Jennifer, you’ve written three adult (no, not porn, CHICK LIT) novels, and now you have a teen chicklit novel, PLAN B, due out by MTV Books. How hard was it for you to switch from adult to teen world?

Oh, if only I did write porn, my husband would be one thrilled guy. But, as far as switching from adult to the teen world, it was the only thing to do for my sanity. After writing three adult books in a row, I was ready to hang up the laptop and call it quits. Then I had an idea for a teen story, and it was like the clouds cleared and the sun shone through. Writing was fun again! I wrote a story that I would have wanted to read as a teen, a story about a girl who is smart and has her act together and her life meticulously planned out – not some whiney girl who doesn’t know what she wants. I didn’t wander the halls of local high schools, but I did talk to the little girls I used to babysit in college – who are now all of 19 and 17 years old. I love my main character, Vanessa. The book was an absolute joy to write, and reminded me why I sit at a laptop getting carpal tunnel every day.
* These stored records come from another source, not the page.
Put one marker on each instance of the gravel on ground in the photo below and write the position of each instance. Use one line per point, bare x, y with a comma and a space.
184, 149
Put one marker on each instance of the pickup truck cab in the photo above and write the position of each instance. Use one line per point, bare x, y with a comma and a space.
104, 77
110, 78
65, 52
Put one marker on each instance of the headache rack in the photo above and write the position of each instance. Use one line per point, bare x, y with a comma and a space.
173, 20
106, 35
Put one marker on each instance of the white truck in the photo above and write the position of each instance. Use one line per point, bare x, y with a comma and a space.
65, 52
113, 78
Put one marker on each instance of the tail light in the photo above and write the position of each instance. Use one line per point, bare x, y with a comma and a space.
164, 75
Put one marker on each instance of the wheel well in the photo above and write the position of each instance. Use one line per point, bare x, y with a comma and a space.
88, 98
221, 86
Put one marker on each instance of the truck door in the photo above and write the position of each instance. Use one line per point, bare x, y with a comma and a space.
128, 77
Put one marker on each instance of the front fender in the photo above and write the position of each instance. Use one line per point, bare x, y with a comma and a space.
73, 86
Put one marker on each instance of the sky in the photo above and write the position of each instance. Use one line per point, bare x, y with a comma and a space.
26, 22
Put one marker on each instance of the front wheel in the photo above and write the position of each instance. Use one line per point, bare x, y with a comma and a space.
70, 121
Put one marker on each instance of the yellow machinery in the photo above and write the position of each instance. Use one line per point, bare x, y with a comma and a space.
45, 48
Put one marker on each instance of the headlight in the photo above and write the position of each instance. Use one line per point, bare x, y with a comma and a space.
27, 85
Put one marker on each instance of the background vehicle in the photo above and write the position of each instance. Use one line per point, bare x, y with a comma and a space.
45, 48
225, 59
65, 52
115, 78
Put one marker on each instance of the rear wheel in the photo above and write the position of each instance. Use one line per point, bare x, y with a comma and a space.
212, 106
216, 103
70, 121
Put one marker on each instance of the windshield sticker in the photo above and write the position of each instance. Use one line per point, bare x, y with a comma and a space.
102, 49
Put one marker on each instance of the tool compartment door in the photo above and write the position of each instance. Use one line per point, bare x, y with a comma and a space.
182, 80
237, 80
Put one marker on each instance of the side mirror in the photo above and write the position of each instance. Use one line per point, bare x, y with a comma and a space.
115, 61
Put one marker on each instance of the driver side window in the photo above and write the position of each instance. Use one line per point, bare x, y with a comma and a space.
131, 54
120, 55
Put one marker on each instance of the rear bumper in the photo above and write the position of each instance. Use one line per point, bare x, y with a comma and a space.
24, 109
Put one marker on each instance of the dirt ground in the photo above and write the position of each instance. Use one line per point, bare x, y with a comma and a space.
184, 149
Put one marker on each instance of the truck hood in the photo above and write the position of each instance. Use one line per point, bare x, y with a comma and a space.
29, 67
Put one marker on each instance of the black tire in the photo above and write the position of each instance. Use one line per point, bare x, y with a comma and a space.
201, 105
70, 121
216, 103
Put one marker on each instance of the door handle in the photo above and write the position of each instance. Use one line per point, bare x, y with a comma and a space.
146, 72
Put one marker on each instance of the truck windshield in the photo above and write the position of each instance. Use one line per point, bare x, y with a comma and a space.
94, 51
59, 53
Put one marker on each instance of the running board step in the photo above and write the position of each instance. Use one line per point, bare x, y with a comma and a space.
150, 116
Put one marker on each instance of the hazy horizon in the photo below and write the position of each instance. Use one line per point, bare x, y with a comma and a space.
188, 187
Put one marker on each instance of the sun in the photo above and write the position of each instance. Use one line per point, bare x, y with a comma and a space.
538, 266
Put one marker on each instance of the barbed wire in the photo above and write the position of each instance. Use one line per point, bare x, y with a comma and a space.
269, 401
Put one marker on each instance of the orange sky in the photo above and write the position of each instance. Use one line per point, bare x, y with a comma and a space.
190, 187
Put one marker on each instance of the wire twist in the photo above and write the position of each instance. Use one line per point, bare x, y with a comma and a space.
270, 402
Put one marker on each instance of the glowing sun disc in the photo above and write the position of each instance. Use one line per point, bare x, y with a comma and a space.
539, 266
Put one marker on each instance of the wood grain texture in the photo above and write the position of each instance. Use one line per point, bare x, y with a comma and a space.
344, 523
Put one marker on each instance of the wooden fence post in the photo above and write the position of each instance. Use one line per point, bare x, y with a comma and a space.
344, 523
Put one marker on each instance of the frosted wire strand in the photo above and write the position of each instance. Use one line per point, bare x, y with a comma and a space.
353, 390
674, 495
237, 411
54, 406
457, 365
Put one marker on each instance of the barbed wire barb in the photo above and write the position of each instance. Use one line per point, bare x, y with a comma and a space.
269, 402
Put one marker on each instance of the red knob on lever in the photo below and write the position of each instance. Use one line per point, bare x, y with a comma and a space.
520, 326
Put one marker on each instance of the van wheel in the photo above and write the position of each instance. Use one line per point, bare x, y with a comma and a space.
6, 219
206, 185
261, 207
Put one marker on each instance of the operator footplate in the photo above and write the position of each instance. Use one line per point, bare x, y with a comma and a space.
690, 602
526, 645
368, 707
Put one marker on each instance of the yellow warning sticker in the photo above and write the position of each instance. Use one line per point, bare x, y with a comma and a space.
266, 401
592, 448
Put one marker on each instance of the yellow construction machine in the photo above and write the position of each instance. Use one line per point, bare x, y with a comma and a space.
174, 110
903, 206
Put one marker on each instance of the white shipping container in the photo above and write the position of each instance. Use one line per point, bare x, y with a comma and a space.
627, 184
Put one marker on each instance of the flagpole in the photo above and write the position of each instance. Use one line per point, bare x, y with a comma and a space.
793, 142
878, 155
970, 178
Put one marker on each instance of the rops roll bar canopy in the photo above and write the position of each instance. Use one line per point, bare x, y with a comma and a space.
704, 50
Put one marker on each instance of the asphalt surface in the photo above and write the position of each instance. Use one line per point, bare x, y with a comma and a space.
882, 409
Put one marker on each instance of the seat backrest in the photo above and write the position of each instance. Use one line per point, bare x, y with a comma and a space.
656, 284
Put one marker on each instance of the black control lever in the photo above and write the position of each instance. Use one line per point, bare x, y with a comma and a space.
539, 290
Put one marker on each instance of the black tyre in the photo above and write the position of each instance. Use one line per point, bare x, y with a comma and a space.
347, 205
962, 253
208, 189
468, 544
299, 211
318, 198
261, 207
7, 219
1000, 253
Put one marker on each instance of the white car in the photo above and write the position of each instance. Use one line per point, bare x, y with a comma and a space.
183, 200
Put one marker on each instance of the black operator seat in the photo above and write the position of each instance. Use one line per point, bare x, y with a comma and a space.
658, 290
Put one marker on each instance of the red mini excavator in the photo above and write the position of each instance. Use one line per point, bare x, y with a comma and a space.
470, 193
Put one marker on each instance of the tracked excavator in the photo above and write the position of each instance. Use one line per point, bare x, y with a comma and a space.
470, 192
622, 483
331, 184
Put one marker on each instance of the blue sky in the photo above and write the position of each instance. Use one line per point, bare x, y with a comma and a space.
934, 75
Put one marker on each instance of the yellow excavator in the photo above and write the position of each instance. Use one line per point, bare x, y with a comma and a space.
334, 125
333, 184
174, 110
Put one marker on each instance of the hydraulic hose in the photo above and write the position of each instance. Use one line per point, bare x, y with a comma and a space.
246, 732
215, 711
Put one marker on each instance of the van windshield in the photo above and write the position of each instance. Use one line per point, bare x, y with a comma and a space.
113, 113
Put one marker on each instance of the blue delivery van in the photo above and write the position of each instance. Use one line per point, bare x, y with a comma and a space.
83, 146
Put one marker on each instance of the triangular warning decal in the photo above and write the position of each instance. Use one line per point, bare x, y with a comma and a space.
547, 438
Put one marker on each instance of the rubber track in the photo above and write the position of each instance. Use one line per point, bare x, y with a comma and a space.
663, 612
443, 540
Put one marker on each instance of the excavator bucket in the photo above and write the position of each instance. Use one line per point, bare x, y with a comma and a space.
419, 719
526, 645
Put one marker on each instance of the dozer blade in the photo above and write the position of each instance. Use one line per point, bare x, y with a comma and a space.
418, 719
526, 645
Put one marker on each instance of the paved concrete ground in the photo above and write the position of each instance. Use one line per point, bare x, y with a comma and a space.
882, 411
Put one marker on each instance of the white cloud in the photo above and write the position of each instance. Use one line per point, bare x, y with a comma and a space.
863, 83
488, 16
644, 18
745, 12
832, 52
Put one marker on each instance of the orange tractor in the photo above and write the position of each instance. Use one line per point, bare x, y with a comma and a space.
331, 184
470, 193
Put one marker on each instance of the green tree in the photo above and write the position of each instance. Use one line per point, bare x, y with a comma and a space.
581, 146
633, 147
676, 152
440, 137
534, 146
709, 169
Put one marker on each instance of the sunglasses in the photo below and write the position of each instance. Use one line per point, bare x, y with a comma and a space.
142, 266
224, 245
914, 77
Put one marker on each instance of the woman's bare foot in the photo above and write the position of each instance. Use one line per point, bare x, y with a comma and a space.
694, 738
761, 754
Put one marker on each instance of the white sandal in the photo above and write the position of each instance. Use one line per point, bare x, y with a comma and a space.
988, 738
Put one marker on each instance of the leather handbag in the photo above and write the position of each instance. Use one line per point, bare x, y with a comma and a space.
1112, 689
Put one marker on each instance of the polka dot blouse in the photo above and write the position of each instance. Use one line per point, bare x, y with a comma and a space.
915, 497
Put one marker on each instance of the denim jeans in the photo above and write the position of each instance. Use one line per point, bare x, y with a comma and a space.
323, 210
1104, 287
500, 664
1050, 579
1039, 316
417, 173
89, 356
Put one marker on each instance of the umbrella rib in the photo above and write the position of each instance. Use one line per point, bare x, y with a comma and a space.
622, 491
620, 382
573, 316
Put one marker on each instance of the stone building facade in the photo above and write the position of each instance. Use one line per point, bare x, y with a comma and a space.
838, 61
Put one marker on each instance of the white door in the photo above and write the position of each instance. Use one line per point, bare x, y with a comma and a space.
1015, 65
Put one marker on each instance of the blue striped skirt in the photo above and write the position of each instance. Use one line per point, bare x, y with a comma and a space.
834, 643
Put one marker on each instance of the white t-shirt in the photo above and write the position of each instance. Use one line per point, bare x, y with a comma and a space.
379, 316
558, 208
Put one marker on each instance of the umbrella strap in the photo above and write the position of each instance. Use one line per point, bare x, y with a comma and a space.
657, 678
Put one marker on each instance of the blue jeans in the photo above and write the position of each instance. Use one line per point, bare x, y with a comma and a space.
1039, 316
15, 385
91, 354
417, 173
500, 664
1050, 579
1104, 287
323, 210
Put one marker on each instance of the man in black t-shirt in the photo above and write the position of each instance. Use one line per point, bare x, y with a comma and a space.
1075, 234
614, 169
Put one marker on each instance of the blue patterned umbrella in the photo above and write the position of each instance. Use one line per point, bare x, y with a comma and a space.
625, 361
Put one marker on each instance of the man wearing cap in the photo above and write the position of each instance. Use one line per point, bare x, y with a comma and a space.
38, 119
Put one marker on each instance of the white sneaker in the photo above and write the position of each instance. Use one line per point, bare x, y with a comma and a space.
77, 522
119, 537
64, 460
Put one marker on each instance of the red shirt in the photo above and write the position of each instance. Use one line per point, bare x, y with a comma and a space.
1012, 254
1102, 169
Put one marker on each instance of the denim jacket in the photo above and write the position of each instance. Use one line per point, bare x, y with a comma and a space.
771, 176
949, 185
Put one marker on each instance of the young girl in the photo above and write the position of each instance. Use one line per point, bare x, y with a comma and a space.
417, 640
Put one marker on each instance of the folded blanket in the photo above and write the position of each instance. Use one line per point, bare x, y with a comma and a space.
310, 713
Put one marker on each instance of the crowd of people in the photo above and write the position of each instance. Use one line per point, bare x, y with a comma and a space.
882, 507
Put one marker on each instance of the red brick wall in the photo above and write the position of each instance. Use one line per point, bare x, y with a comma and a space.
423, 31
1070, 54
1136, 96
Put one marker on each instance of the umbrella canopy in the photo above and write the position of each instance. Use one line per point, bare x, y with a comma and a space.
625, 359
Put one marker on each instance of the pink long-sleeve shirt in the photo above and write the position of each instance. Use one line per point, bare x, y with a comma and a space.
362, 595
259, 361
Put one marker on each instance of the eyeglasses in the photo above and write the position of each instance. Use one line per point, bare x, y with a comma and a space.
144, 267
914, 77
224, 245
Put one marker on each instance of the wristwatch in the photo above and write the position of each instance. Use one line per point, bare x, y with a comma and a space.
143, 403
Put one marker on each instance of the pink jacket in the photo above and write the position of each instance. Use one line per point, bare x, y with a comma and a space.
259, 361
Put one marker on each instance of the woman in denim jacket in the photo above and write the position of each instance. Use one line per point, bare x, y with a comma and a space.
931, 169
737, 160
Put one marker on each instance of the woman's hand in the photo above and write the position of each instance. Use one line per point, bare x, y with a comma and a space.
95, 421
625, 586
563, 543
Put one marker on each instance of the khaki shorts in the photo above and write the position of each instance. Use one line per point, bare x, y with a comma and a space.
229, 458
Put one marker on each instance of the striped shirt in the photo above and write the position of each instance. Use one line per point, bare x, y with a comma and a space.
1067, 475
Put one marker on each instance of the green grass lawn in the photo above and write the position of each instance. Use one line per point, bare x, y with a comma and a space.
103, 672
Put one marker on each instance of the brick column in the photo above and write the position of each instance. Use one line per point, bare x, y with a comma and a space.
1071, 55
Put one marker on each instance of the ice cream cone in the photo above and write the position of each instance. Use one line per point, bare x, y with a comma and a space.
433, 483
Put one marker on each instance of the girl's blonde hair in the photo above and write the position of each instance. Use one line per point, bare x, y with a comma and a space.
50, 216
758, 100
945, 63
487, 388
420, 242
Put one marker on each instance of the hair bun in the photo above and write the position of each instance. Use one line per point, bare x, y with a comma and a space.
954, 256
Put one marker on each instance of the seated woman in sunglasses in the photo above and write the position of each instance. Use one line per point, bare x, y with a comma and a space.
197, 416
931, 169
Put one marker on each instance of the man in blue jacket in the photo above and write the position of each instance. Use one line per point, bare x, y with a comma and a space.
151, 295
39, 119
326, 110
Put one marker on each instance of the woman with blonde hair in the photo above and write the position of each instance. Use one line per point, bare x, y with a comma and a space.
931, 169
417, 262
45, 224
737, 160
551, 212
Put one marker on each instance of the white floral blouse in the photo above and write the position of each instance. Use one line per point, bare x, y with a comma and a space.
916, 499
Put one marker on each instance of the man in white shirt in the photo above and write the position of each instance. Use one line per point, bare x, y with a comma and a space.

I see you’re a participant in the 2005 NanoWrimo. What made you jump aboard this crazy ship of writing?

It’s called a looming deadline and 1k words written. I needed a kick in the ass, and some other writer friends of mine suggested I give it a try. Of course, instead of writing I’m answering your questions instead, so I’m not sure how well it’s working. What it did do was free me up from the internal editor – I could work on the first chapter of a book forever, and that’s not exactly conducive to finishing, now is it? Now I’m just writing, not worrying about every word or sentence. It’s nice, but kind of like making a mess in a room you know you’ll have to clean up later.


Can you tell us a bit about what you’re working on for NanoWrimo?

It doesn’t have a name yet, but it’s my second teen book. It’s about a group of girls who decide to write a handbook that teaches guys how to treat girls – pretty much points out all their flaws and how to correct them. Of course, it’s not that easy. They also set out to prove their handbook works by testing it out on a guinea pig without his knowledge. And there’s a huge twist along the way, because nothing ever works out as planned, does it?

Is there one book out there (not written by you) that you love so much you wish you had penned it?

I always read sentences in books and think, “Damn, I wish I’d thought of that.” Some books I wish I’d written: THE WOMEN’S ROOM by Marilyn French, a book that I read in high school my senior year and pretty much jaded me for the rest of my life. I even wrote my college essay on it. Just an amazing book that spans decades and is so rich and bleak at the same time. Not for the faint of heart looking for a happy ending. THE AWAKENING by Kate Chopin, see above, only set the story back a hundred years. CROSSING TO SAFETY by Wallace Stegner, this is where I admit that I don’t usually read books written by men – not because I’m insane, but because I figure there are enough people out there reading them. I read this seven years ago and was captivated, loved it. A story about two couples and their friendship over the course of their lives. It also takes place in New England, where I’m from, so it holds a special place in my heart. I also love Adele Parks’ PLAYING AWAY, a great story about infidelity that’s just fun (yes, infidelity can be fun in the hands of the right writers).


What are your inspirations for writing?

Deadlines and fear of failure. They keep me going and keep me up at night. Otherwise, I’m someone who just enjoys real life. I’m not into fantasy or science fiction or even mystery. I think that basic every day things and experiences are fascinating, so even the most mundane thing can inspire me.